Anna Michalska, spokeswoman for Poland’s Border Guard, told a news conference that 2,500 troops were helping protect the frontier, and there were plans to send in reinforcements.
“We are in contact with the Defence Ministry,” Michalska said, without giving details of the size of the additional contingent, the state PAP news agency reported.
“We had the highest-ever number of attempts at illegal entry on Saturday, more than 700, and almost 2,000 over the past three days,” Michalska told reporters.
She added that Polish officials had detained 15 people for supporting such illegal attempts to cross the frontier.
Michalska also said the Border Guard had tweeted a video of “an attempt at a forced entry into Poland,” adding that such incidents were “extremely difficult for border officials and soldiers.”
Some of the illegal entrants managed to break through, but border officials received help from nearby patrols, the PAP news agency reported.
It said none of the detained persons sought international protection in Poland.
Michalska told reporters that 19 illegal crossers, including six children, were hospitalised.
“Some of these children have pneumonia," she said. "There is also one case of cerebral palsy, and a few others have colds and hypothermia."
Poland and fellow EU members Lithuania, Latvia and Estonia have accused Belarus' strongman leader Alexander Lukashenko of organising a wave of illegal migrants seeking to enter the bloc as part of what officials have called a "hybrid war."

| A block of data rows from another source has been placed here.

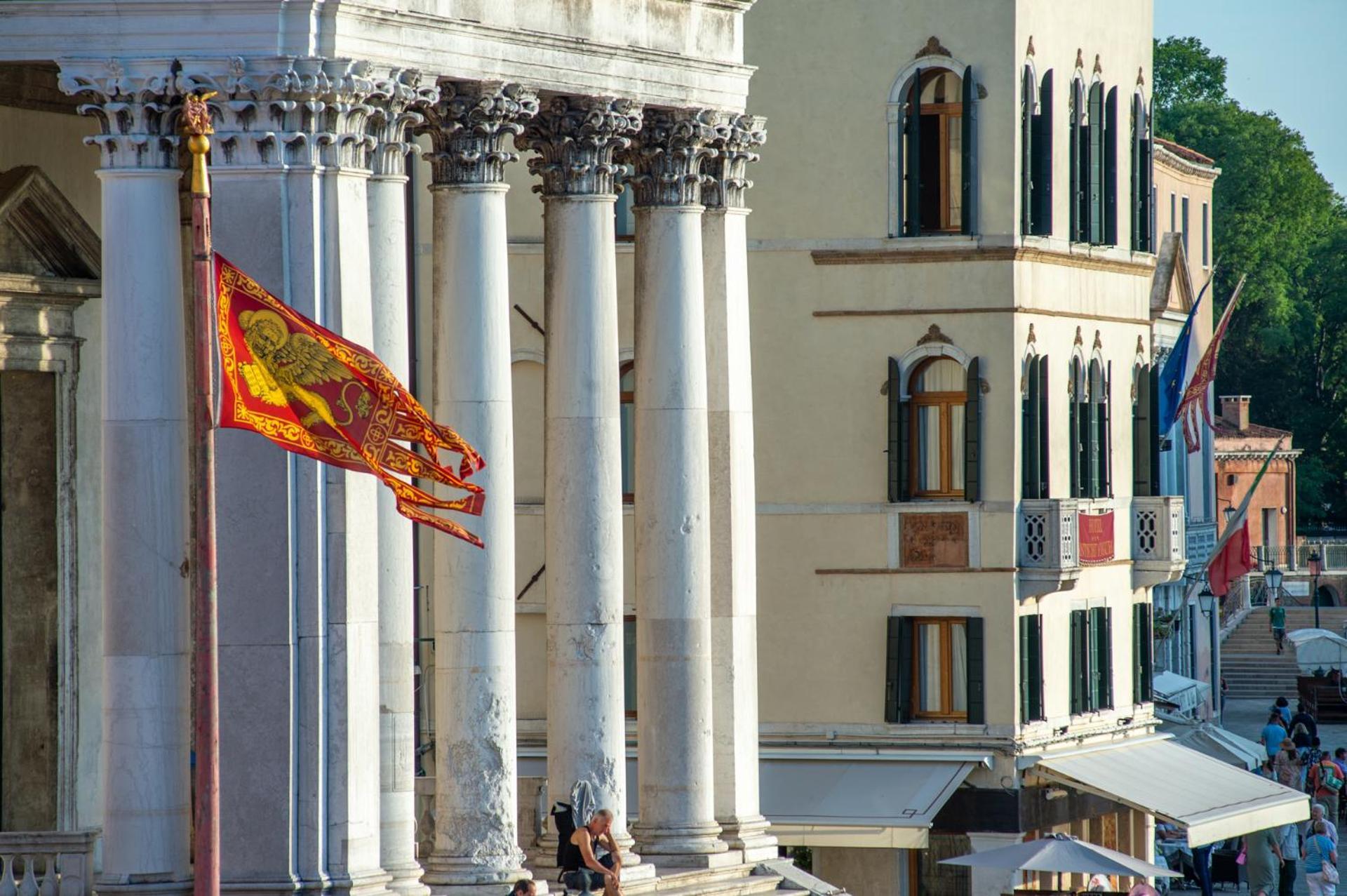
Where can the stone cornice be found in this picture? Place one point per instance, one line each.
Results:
(669, 155)
(286, 111)
(735, 147)
(133, 102)
(575, 139)
(468, 130)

Poland and the Baltic states have accused Belarus of using migrants as a political weapon to put pressure on the European Union. Image: gov.pl
The EU Commissioner for Home Affairs, Ylva Johansson, visited Poland in late September, agreeing with Warsaw’s arguments that “firm steps” were needed against Belarus, according to officials.
Poland's Prime Minister Mateusz Morawiecki said last Wednesday his country enjoyed full support within the European Union as it worked to defend itself against a migrant influx and a "hybrid war" being waged by Belarus.
Late last month, Polish lawmakers voted overwhelmingly to extend a state of emergency in parts of two regions along the country's eastern border with Belarus by two months amid a growing migrant surge.
The state of emergency gives authorities broader powers to monitor and control the movement of people on the Polish-Belarusian border, which is also the eastern border of the European Union.